Yeah, I have had a pressure drop over the years too.I wondered what it was.


----------



## warczykikiEUpainter (Dec 14, 2008)

Yes we're Polish. whe hose in the mvie is 1\4 inch, way to small,big pressure drop. I ordered 3\8'' 15 meter but no big difference. Sprayed material is joint compound.What diameter hose i nned to order if i want to spray joint compound using electric kit? I found on Youtube video where some guys from Hungary are doing this with 6900 pwrtwin.


----------



## NCPaint1 (Aug 6, 2009)

warczykikiEUpainter said:


> Yes we're Polish. whe hose in the mvie is 1\4 inch, way to small,big pressure drop. I ordered 3\8'' 15 meter but no big difference. Sprayed material is joint compound.What diameter hose i nned to order if i want to spray joint compound using electric kit? I found on Youtube video where some guys from Hungary are doing this with 6900 pwrtwin.


Cool, my wife is Polish, she was born in Gorzow, Poland and still has family there :yes: 

You will probably need bigger than 3/8" hose for the compound. Also, remove all filters, from the gun and pump. Are you using 2 guns at a time? Maybe just go to a single gun setup. 

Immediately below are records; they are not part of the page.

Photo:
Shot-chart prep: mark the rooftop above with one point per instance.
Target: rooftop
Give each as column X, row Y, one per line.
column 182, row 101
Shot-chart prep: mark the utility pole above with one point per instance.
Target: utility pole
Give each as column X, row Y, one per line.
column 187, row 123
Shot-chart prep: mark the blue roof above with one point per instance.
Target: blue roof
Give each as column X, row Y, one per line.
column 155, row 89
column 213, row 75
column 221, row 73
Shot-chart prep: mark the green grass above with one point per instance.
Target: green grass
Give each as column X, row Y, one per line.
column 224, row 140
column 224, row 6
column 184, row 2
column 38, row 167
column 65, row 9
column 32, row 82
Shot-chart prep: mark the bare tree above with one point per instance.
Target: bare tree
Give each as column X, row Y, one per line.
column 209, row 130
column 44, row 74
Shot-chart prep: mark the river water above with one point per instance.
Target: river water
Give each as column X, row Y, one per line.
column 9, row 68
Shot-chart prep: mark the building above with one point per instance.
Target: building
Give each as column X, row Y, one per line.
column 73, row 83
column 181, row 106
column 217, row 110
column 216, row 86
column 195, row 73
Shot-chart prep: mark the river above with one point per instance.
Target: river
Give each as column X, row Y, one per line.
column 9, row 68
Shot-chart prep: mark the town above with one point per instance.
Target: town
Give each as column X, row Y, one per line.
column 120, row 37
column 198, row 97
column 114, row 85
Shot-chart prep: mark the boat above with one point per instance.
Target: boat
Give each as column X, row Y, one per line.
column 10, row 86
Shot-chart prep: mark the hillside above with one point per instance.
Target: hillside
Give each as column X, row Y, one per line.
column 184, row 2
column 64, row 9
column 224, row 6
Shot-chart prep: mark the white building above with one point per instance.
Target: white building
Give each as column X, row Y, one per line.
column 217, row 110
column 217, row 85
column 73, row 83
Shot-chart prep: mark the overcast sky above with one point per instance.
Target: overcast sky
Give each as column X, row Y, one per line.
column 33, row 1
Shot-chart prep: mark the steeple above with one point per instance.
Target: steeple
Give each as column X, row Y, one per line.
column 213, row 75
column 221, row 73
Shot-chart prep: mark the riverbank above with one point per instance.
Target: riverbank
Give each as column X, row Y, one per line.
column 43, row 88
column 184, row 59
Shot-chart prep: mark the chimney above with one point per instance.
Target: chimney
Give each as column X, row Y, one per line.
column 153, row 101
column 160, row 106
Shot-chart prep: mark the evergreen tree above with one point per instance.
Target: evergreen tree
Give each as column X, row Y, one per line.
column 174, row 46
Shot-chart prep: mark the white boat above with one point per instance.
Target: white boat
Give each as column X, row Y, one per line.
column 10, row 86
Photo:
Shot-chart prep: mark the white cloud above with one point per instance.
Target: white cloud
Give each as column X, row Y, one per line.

The more length of hose, the more pressure you lose. Usually around 100-200psi per 50'. Pressure shouldnt be the concern with joint compound, volume is what you need. The pump is big enough for a 2 gun setup with paint, but probably too small for 2 guns with compound. 

Try 1 gun with the 3/8" and see if its better. 

Definitely invest in an extension pole. I think 1 man with 6' extension pole could spray the room in the video as fast as the 2 men in the video.


----------



## NEPS.US (Feb 6, 2008)

NCPaint1 said:


> I think he was spraying joint compound.
> 
> 3/4" hose is better for multi-gun setups and heavy material. You will get less pressure drop. You can run 25-50' of 3/4 then down to 1/2". :thumbsup:


AH! I thought he was spraying paint. My bad.


----------



## johnpaint (Sep 20, 2008)

NEPS.US said:


> AH! I thought he was spraying paint. My bad.


No Chris I think he was spraying rocks and gravel, anyway with a 3/4 inch hose it's the same.


----------